I have already made several optimizations to the sieve. First all even numbers except 2 are composites (multiples of 2), so I only check odd numbers, the number of candidates is halved. Second all prime numbers except 2 and 3 are of the form 6k+1 or 6k-1, because if the modulo 6 remainder is 3 then the number must be a multiple of 3.
So starting from 5, only numbers with remainder of 1 or 5 need to be checked, the increment between each iteration is 6, thus the number of candidates is only a sixth of the original.
Third the start of the multiple for each prime number found is its square, this ensures this multiple cannot be previously flipped, and the step of the multiple increment is 2*n, because even multiples are already eliminated, so only odd multiples remain.

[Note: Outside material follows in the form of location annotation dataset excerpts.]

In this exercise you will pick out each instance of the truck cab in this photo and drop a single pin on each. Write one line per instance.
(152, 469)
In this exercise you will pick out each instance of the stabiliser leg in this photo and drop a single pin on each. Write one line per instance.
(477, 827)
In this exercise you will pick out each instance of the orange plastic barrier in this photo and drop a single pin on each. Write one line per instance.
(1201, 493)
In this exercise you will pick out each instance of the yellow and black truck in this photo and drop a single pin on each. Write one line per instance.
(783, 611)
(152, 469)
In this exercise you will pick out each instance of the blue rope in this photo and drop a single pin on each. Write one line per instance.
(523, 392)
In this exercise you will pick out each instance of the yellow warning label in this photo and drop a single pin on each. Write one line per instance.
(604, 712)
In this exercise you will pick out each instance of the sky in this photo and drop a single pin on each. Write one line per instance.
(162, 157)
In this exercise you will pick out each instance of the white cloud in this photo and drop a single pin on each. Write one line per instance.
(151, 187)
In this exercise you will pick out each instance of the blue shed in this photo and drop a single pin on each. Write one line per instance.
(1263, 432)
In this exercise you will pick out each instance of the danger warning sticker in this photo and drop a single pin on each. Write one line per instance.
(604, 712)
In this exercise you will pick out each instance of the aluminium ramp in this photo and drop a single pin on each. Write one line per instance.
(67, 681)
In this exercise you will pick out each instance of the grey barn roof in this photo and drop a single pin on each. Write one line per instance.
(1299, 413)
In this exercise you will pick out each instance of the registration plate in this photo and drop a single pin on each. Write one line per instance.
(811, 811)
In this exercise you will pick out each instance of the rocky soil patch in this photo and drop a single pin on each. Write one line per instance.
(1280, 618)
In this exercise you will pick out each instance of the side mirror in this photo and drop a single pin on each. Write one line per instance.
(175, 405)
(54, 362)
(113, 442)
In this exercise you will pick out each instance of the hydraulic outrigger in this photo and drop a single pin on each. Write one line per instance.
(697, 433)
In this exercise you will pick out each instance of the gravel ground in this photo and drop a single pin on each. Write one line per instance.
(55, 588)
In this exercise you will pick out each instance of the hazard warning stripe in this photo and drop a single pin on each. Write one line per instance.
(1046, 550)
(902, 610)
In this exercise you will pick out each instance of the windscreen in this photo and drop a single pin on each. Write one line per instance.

This is the version without Wheel factorization:
import numpy as np
def prime_sieve(n: int) -> np.ndarray:
primes = np.ones(n + 1, dtype=bool)
primes[:2] = primes[4::2] = primes[9::6] = False
for a in range(6, int(n**0.5) + 1, 6):
for b in (-1, 1):
i = a + b
if primes[i]:
primes[i * i :: 2 * i] = False
return np.where(primes)[0]
It is highly inefficient, because it does way too many flipping operations, the same number can be flipped multiple times, and the flipping doesn't skip all the numbers that aren't of the forms 6k+1 and 6k-1 that are already eliminated, thus a lot of computational redundancy.
I have implemented another version with Wheel factorization, using information found on Wikipedia (I wrote the code completely by myself, there isn't pseudocode for Wheel sieve):
import numpy as np
from itertools import cycle
def prime_wheel_sieve(n: int) -> np.ndarray:
wheel = cycle([4, 2, 4, 2, 4, 6, 2, 6])
primes = np.ones(n + 1, dtype=bool)
primes[:2] = primes[4::2] = False
primes[9::6] = primes[15::10] = False
k = 7
while (square := k * k) <= n:
if primes[k]:
primes[square::2*k] = False
k += next(wheel)
return np.where(primes)[0]
But it suffers the same drawbacks as the one without Wheel, and is less performant:
In [412]: %timeit prime_sieve(65536)
226 µs ± 2.97 µs per loop (mean ± std. dev. of 7 runs, 1,000 loops each)
In [413]: %timeit prime_wheel_sieve(65536)
236 µs ± 24 µs per loop (mean ± std. dev. of 7 runs, 1,000 loops each)
How can I properly implement Sieve of Eratosthenes with Wheel factorization in NumPy?